Pas d'intersyndicale ce mercredi

Selon les agents STC présents devant les locaux de l’Insee, ces "dysfonctionnements durent depuis près d’un an et se sont accentués depuis octobre". "On n’a pas pu discuter avec la directrice depuis la première conférence de presse." 

Ce qui n'est pas le cas de la CGT qui a eu mardi dernier une réunion avec la directrice régionale et la directrice nationale par intérim.

"Nous avons obtenu plusieurs avancées, dont la création d'un poste supplémentaire dans l'équipe en difficulté où plusieurs burn-out ont eu lieu", précise Antoine Luciani de la CGT Insee.
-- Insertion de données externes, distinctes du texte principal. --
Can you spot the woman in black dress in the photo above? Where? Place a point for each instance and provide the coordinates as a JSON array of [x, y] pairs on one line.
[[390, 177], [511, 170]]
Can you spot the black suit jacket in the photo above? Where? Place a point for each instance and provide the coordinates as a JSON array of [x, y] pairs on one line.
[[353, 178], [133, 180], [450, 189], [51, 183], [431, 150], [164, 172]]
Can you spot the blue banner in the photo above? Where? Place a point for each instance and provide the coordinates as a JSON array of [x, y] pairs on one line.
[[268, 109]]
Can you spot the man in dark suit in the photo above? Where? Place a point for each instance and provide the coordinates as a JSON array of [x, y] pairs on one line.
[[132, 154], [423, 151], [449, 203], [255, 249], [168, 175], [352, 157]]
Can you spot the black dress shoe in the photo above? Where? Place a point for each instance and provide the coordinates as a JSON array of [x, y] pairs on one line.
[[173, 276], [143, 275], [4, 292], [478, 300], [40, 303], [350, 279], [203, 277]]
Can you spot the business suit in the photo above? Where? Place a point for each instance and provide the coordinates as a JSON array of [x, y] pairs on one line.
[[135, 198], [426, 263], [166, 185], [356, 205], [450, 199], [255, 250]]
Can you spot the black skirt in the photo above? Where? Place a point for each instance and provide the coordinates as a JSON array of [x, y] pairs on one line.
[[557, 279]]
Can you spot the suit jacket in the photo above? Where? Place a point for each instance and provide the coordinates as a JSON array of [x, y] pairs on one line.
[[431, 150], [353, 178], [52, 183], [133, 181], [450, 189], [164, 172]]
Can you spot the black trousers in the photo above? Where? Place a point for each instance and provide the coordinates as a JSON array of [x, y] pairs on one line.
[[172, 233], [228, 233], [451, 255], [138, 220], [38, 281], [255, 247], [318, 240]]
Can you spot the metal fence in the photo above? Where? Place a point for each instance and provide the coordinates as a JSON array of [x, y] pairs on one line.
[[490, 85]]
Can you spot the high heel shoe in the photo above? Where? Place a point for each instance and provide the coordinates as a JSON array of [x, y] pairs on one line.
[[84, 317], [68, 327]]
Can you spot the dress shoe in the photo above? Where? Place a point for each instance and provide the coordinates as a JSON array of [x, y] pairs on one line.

À l'inverse de la première conférence de presse du 31 mars, la CGT (tout comme la CFDT) n'était cette fois pas représentée ce mercredi.

"D'une part, le STC (qui ne participe plus au dialogue social) nous a informés tardivement de l'organisation de cette conférence, explique Antoine Luciani. De plus, suite aux avancées obtenues, la majorité des collègues semble souhaiter un apaisement de la situation. C'est pourquoi cette conférence était propre au STC, alors que le mouvement est intersyndical depuis le début. Nous restons bien sûr vigilants à ce que les décisions d'affectation visent l'intérêt des agents et de l'établissement, et restons solidaires de nos collègues en difficulté ou en conflit."

Rencontre prévue le 21 avril

Ce mercredi, les représentants du STC ont quant à eux réitéré leur demande de rencontre afin d'être reçus dans la journée par la direction. En vain.

"La directrice a refusé de nous recevoir, explique l’un d’eux. Elle a même fait désactiver les badges des agents pour les empêcher de rentrer dans l’établissement. Elle a prétexté avoir trop de travail et nous a proposé un rendez-vous pour le 21 avril à 10 heures."

"Notre intérêt à tous est de trouver un terrain d’entente."

Jean Brignole, secrétaire général du STC

Quant aux formes que pourraient prendre d'éventuelles futures actions syndicales, "la panoplie est immense", confie Jean Brignole. Et d’ajouter : "Aujourd’hui, on fait une conférence de presse. Demain, si on est déterminé, on ira plus loin. Après, notre intérêt à tous est de trouver un terrain d’entente. Est-ce que la direction est prête à cela ? Nous, nous le sommes parce qu’on sait que cela va dans le bon sens pour tout le monde."